Ketua Komisi II DPRD Provinsi Gorontalo, Mikson Yapanto, menyampaikan apresiasi tinggi terhadap kepemimpinan Gubernur Gorontalo Gusnar Ismail dan Wakil Gubernur Idah Syahidah. Ia menilai keduanya berhasil membawa gaya kepemimpinan yang terbuka, dermawan, dan inklusif, bahkan mampu merangkul semua kalangan, termasuk para rival politik.
Apresiasi itu disampaikan Mikson setelah menghadiri pertemuan antara Gusnar Ismail dan Anggota DPR RI sekaligus Ketua DPW Partai NasDem Gorontalo, Rachmat Gobel, di Kawasan Wisata Tamendao, Kota Gorontalo, Sabtu (1/11/2025). Pertemuan tersebut juga dihadiri oleh sejumlah kepala daerah dan anggota legislatif Gorontalo.
Yang menarik perhatian adalah kehadiran Marten Taha, mantan lawan politik Gusnar pada Pilgub sebelumnya, yang kini bergabung dalam tim kerja Rachmat Gobel. Menurut Mikson, pertemuan ini menjadi bukti nyata kedewasaan politik dan jiwa besar seorang pemimpin.
“Gusnar dan Ibu Idah memperlihatkan kelas pemimpin yang sesungguhnya. Mereka tidak menaruh dendam politik, justru membuka ruang dialog untuk semua pihak. Ini politik yang membangun, bukan memecah,” ujar Mikson.
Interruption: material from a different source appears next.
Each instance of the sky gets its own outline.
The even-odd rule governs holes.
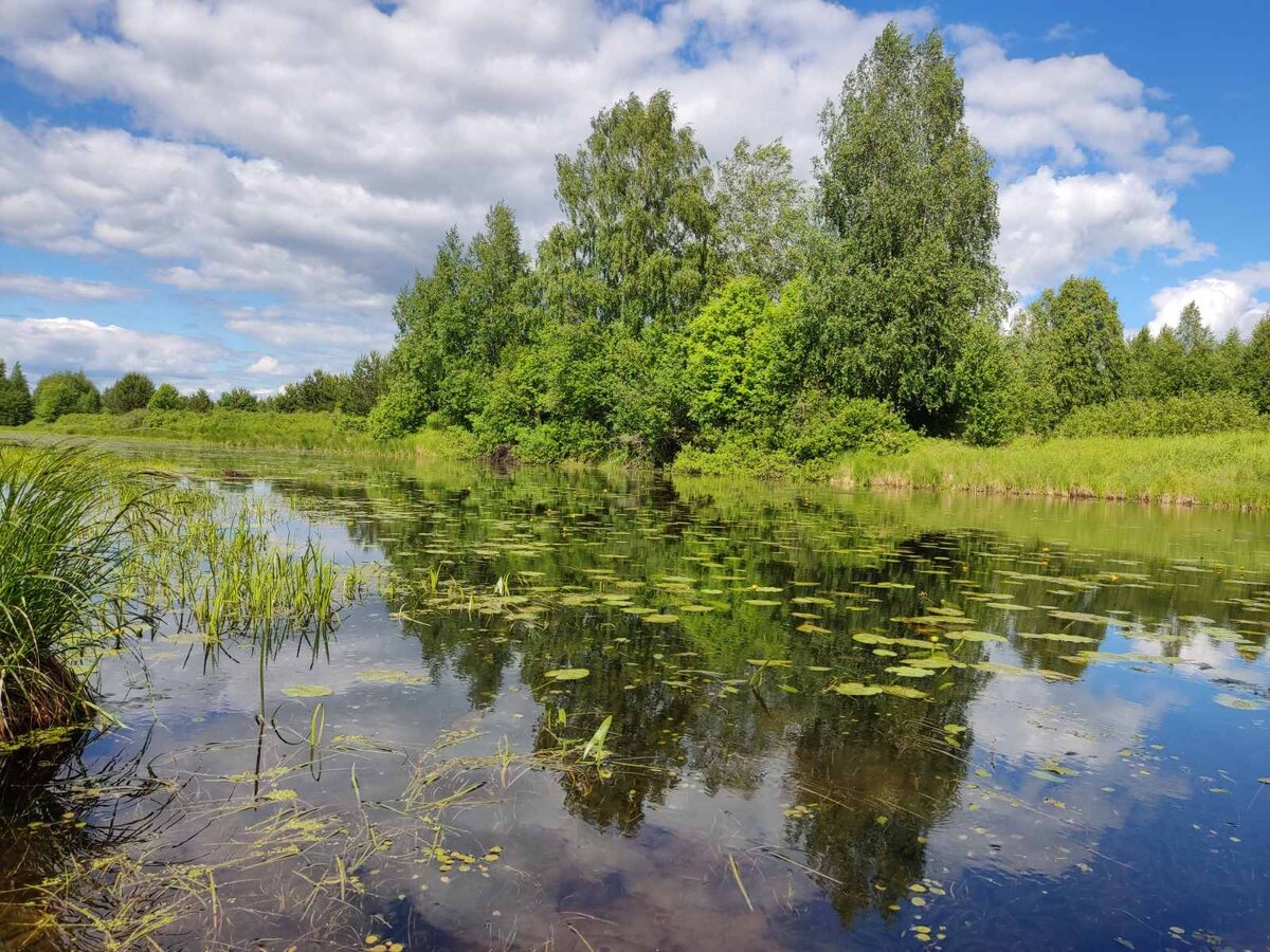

Dalam kesempatan itu, Gusnar dan Rachmat Gobel membahas kerja sama strategis di sektor pertanian, kesehatan, dan penguatan UMKM. Mikson menilai langkah tersebut sebagai bentuk kesamaan visi antara pemerintah daerah dan wakil rakyat di pusat untuk memperkuat ekonomi masyarakat. “Kaka Rachmat Gobel punya perhatian besar terhadap Gorontalo. Salah satunya memperjuangkan penambahan anggaran untuk RSUD Ainun Habibie,” jelasnya.
Mikson juga menilai sinergi antara Gusnar, Idah, dan Rachmat Gobel sebagai bentuk politik kolaboratif yang berorientasi hasil. Ia menegaskan bahwa kepemimpinan Gusnar dan Idah mencerminkan “politik kemanusiaan,” di mana kekuasaan digunakan untuk melayani rakyat. “Pak Gusnar dan Ibu Idah tidak hanya memimpin dari kantor, mereka turun langsung ke masyarakat, mendengar keluhan dan mencari solusi bersama,” ungkapnya.
Ia menutup dengan harapan agar semangat keterbukaan dan kolaborasi ini terus terjaga. “Kalau semua pemimpin punya semangat seperti Gusnar dan Idah, Gorontalo akan cepat maju. Mereka memimpin dengan hati, dan itu membuat mereka dihormati, bahkan oleh mantan lawan politik,” pungkas Mikson.